|Singapore Table of Contents
The Republic of Singapore is a city-state with a governing structure patterned on the British system of parliamentary government. In 1989 legislative power was vested in a unicameral Parliament with eighty-one members who were elected for five-year terms (or less if the Parliament was dissolved prematurely). Members of Parliament were elected by universal adult suffrage from forty-two single-member constituencies and thirteen group representation constituencies. Voting was compulsory for all citizens above the age of twenty-one. The group representation constituencies elected a team of three members, at least one of the whom had to be Malay, Indian, or a member of one of Singapore's other minorities. The group representation constituencies, introduced in the 1988 general election, were intended to ensure multiracial parliamentary representation to reflect Singapore's multiracial society. In another departure from the British model, members of Parliament elected on a party ticket had to resign if they changed parties. A 1984 amendment to the Parliamentary Elections Act provided for the appointment to Parliament of up to three nonconstituency members if the opposition parties failed to win at least three seats in the general election. The nonconstituency members were chosen from the opposition candidates who had polled the highest percentage of votes. The seventh Parliament, elected on September 3, 1988, and meeting for the first time on January 9, 1989, included one elected opposition member and one nonconstituency member.
Singapore had only one level of government--national government and local government were one and the same. The form of the government reflected the country's unusually small area and modest total population of 2.6 million. Below the national level, the only recognized territorial divisions were the fifty-five parliamentary constituencies. Members of Parliament thus performed some of the same functions as municipal aldermen in foreign cities and often won political support by helping to find jobs for constituents or doing other favors requiring intercession with the powerful civil bureaucracy.
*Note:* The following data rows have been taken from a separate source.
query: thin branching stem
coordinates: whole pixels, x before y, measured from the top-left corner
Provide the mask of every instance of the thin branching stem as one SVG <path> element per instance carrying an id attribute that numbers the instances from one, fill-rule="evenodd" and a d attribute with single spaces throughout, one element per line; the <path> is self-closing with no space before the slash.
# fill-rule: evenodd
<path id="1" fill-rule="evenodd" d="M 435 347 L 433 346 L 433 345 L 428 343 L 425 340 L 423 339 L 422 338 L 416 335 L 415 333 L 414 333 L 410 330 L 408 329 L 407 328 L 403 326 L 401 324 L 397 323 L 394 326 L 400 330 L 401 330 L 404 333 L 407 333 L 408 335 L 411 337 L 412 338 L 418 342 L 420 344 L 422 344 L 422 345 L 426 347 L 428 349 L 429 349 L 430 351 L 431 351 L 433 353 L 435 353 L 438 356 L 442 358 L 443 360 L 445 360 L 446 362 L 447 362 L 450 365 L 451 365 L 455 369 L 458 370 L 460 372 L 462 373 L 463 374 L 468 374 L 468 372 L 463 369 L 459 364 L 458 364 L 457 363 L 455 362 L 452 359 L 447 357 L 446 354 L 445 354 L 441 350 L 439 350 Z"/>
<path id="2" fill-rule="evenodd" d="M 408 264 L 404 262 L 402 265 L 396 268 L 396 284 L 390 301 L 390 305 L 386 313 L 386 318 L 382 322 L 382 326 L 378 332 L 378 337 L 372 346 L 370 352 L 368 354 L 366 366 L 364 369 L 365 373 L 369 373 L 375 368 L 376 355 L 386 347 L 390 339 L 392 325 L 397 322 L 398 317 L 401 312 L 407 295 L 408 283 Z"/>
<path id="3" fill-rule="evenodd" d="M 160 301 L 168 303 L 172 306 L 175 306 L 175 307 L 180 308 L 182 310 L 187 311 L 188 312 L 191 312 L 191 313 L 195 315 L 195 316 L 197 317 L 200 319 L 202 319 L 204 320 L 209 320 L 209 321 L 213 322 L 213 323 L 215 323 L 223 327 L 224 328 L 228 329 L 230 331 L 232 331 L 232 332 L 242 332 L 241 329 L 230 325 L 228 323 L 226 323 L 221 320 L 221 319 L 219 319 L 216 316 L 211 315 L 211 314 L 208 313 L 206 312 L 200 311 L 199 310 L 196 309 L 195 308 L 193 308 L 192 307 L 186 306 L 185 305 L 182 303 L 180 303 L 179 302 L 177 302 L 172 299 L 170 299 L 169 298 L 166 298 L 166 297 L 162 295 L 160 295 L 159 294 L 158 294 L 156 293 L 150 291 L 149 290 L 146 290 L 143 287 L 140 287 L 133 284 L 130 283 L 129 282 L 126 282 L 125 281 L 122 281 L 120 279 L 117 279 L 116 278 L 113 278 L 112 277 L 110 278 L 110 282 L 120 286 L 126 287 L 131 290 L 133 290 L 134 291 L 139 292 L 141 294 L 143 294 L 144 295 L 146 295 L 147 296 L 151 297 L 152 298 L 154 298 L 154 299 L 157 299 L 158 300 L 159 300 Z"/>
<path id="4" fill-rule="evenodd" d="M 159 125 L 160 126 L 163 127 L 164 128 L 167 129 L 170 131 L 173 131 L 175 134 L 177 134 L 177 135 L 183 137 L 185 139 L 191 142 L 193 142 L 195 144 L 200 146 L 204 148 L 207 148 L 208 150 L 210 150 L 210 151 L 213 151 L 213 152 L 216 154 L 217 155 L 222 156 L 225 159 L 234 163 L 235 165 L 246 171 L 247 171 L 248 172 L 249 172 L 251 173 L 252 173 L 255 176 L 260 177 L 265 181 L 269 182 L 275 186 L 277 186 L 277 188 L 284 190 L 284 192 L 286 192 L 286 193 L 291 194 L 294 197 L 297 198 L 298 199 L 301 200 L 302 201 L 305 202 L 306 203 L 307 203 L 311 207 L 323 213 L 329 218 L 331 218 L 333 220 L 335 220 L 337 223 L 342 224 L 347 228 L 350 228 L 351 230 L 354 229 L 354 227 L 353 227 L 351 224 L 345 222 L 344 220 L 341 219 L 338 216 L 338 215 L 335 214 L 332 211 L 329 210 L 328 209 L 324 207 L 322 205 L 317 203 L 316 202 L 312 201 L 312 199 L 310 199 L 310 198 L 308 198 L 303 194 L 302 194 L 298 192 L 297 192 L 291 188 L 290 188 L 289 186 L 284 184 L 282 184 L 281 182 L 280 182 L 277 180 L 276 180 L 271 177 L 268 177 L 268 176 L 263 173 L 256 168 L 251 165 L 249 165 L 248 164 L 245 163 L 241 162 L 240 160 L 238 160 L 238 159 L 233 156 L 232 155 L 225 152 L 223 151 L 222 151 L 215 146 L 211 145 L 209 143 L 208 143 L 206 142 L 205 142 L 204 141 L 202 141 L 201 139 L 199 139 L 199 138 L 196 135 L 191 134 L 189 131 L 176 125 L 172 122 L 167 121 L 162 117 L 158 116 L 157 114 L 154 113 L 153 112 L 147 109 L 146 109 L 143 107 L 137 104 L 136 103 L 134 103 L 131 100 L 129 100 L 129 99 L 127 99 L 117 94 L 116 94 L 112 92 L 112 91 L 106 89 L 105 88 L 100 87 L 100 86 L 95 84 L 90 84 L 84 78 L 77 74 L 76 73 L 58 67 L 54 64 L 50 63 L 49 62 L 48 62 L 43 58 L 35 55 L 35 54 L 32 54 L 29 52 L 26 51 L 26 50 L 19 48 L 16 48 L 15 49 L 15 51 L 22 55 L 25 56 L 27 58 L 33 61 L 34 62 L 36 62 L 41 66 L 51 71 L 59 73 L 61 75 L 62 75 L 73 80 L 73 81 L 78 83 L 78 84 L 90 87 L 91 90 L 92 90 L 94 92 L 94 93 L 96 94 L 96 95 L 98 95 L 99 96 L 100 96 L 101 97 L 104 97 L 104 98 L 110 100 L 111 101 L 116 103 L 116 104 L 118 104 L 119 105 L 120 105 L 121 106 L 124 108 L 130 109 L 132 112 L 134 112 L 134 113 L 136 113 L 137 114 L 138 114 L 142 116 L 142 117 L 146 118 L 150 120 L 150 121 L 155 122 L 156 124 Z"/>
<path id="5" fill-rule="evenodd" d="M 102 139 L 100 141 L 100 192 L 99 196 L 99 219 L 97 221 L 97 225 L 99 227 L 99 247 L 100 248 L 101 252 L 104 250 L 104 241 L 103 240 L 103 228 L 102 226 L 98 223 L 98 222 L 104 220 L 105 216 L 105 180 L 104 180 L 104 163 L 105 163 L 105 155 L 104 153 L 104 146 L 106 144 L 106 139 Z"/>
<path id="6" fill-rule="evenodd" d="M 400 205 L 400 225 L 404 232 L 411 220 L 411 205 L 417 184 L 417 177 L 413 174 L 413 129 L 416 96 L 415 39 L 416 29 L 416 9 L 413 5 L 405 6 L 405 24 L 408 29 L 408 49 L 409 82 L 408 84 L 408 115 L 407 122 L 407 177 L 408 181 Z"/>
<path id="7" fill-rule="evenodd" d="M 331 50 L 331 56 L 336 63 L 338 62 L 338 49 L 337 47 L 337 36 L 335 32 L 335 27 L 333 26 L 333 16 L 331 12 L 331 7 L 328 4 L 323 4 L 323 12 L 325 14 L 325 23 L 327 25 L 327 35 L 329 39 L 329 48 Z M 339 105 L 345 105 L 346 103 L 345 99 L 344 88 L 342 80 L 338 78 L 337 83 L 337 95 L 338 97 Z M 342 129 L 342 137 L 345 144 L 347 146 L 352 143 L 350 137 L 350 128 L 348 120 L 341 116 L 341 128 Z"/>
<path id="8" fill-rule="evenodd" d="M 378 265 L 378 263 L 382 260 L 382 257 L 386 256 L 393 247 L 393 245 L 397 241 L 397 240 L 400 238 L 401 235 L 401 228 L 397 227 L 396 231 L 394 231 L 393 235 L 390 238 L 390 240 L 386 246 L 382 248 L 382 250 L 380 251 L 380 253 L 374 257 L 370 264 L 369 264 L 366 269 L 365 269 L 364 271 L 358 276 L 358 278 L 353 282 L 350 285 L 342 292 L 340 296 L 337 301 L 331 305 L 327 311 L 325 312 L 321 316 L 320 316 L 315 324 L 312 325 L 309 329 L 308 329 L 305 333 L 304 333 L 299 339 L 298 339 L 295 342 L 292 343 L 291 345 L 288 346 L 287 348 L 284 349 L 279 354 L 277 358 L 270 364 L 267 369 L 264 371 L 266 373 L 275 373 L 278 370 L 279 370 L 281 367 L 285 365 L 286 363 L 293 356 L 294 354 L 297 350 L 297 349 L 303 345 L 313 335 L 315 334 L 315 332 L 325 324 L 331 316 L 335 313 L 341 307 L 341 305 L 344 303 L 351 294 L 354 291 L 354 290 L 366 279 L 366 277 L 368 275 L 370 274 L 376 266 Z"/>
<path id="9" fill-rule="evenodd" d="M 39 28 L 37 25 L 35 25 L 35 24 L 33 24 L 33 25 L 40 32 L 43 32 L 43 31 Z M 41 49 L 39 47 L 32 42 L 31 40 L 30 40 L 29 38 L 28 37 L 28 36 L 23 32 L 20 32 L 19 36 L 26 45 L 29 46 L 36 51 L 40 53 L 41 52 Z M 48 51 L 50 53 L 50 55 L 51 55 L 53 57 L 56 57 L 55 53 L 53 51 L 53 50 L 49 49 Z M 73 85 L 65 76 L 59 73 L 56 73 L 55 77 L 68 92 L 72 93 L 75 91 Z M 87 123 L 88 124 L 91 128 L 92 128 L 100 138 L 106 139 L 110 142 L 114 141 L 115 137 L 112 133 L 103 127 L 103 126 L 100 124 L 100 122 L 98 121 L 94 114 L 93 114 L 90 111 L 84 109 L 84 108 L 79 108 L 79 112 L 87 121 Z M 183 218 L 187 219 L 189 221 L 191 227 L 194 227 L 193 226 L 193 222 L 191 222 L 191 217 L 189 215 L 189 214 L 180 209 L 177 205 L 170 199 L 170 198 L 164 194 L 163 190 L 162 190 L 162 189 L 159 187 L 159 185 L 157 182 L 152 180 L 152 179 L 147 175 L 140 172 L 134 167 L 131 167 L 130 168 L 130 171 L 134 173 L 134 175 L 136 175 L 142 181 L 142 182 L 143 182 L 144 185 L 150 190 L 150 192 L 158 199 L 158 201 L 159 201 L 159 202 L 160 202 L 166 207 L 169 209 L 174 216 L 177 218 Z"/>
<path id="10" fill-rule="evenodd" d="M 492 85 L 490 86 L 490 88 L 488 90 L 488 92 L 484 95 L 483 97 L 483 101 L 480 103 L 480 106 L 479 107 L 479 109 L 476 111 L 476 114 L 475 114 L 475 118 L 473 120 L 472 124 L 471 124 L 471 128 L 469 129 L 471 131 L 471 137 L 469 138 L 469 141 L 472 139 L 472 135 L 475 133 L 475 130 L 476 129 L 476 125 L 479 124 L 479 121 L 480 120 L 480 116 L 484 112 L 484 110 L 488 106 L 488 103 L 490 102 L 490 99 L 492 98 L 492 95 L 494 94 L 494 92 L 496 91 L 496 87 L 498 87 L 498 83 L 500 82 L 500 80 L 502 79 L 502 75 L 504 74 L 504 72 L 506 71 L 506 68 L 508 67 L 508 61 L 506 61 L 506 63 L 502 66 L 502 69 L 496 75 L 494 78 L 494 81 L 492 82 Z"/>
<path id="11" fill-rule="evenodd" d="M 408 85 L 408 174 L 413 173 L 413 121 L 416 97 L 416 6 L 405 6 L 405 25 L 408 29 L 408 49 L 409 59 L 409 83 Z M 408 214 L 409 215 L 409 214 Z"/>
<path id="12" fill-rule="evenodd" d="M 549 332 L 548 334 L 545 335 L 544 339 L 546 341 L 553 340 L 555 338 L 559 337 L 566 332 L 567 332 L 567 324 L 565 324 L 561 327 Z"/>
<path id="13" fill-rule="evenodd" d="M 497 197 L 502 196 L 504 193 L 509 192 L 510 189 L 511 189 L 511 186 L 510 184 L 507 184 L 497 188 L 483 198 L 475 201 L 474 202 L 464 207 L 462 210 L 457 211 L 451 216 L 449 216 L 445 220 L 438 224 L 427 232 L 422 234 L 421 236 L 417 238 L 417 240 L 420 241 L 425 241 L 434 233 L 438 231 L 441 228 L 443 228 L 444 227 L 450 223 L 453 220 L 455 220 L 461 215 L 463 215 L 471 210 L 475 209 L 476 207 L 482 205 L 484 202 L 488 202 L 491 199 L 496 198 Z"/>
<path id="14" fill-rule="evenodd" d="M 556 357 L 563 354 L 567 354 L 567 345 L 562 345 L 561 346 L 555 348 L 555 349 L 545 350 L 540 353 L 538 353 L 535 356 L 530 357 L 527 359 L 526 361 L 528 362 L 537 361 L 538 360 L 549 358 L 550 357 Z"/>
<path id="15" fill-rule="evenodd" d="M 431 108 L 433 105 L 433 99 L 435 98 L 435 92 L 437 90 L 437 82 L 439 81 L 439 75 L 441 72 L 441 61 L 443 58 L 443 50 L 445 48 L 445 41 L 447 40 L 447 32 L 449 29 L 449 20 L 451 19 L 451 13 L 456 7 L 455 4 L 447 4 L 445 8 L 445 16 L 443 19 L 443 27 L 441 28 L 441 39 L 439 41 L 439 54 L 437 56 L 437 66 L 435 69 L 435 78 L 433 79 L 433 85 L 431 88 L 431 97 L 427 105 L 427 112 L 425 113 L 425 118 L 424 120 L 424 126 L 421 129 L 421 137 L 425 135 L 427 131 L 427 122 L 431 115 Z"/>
The single-member constituencies varied in population from 11,000 electors to as many as 55,000; some of the variability reflected population movement away from the old urban core and out to new housing developments.
As in all British-style polities, the government was headed by a prime minister who led a cabinet of ministers of state selected from the ranks of the members of Parliament. The cabinet was the policy-making body, and its members directed the work of the permanent civil servants in the ministries they headed. In 1989, the cabinet comprised fifteen members. Below the prime minister were a first deputy prime minister and a second deputy prime minister. They were followed by the ministers in charge of such functional departments as the Ministry of Finance or the Ministry of Defence and by two ministers without portfolio. The prime minister could reassign his cabinet members to new portfolios or drop them from the cabinet, and successful ministers headed several progressively more significant ministries in their careers. There were thirteen ministerial portfolios in 1989: defence, law, foreign affairs, national development, education, environment, communications and information, home affairs, finance, labour, community development, trade and industry, and health. Some portfolios were split between different ministers. The first deputy prime minister (Goh Chok Tong) was also first minister for defence. The minister for communications and information (Yeo Ning Hong) also served as second minister for defence (policy). The minister for trade and industry (Brigadier General (Reserve) Lee Hsien Loong) was concurrently second minister for defence (services). The foreign affairs and law portfolios were similarly divided.
The cabinet met once or twice a week; its meetings were private and confidential. Administrative and staff support to the prime minister and cabinet was provided by the Office of the Prime Minister, the officials of which included a senior minister of state, a political secretary, a secretary to the prime minister, and a secretary to the cabinet. The Office of the Prime Minister coordinated and monitored the activities of all ministries and government bodies and also directly supervised the Corrupt Practices Investigation Bureau and the Elections Department. Each minister was assisted by two secretaries, one for parliamentary or political affairs and the other for administrative affairs. The latter, the permanent secretary, was the highest ranking career civil servant of the ministry.
The constitutional head of state was the president, who occupied a largely powerless and ceremonial role. The president was elected by the Parliament for a four-year term. He could be reelected without limit and removed from office by a two-thirds vote of Parliament. In turn, the president formally appointed as prime minister the member of Parliament who had the support of the majority of Parliament. On the advice of the prime minister, the president then appointed the rest of the ministers from the ranks of the members of Parliament. The president, acting on the advice of the prime minister, also appointed a wide range of government officials, including judges, and members of advisory boards and councils.
In 1988 the government discussed amending the Constitution to increase the power of the president. A white paper introduced in Parliament in July 1988 recommended that the president be directly elected by the people for a six-year term and have veto power over government spending as well as over key appointments. It also proposed an elected vice president with a six-year term of office. The proposed changes originated as a device intended to permit Prime Minister Lee Kuan Yew, who had been prime minister since 1959, to retain some power should he retire, as he had hinted, and assume the presidency. No specific dates for the proposed constitutional change were given in the white paper. As of late 1989, no action had been taken.